[Date Prev][Date Next][Thread Prev][Thread Next][Date Index][Thread Index]
Re: Feature request: testline(tl) (RFC)
From: |
V.Krishn |
Subject: |
Re: Feature request: testline(tl) (RFC) |
Date: |
Wed, 10 Dec 2014 05:38:08 +0530 |
User-agent: |
KMail/1.13.7 (Linux/3.9.6-64; KDE/4.8.4; x86_64; ; ) |
> On 09/12/14 22:20, V.Krishn wrote:
> > Hi,
> >
> > Was reading about bloom filter,
> > and came upon this example,
> >
> > http://troydhanson.github.io/misc/bloom.html
> > ------
> > The bf test program
> >
> > The program bf.c implements a Bloom filter. It can be used like,
> >
> > ./bf -n 16 members.txt test.txt
> >
> > Where the lines of members.txt are the true set members and the lines of
> > test.txt will be tested for membership. Varying n shows how the error
> > rate increases with smaller values of n.
> > ------
> >
> > Source: https://github.com/troydhanson/misc
> > code:
> > https://raw.githubusercontent.com/troydhanson/misc/master/compression/blo
> > om/bf.c
> >
> > REQUEST:
> > Wondering if a simple implementation to test lines could be added to
> > coreutils Features:
> > 1. report if some lines missing (option to print)

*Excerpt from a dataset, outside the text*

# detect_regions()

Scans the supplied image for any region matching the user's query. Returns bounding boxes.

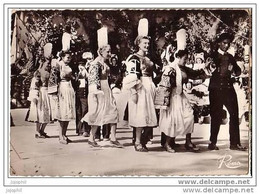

> > 2. option to print found lines
> > 3. option to print missing lines
> > 4. ....more logic posible...
> >
> > -------------
> > Presently, I can achive the same using simple shell script by calling
> > grep on each line or using `comm`
> > But believe that method using bloom should be faster and result in a uniq
> > and useful tool.
> >
> > Please ignore or guide if any similar util already exists.
>
> Maybe we should keep the existing interfaces of grep, uniq, comm etc.
> and use a bloom filter _internally_ if appropriate.
>
Such internal use should be explicit options in tools like grep, uniq, comm
etc and not set by default.
eg. comm --use-bloom <bloom options>
Reasons: using hashes has its on pros/cons and should not be a surprise by
making it default.
--
Regards.
V.Krishn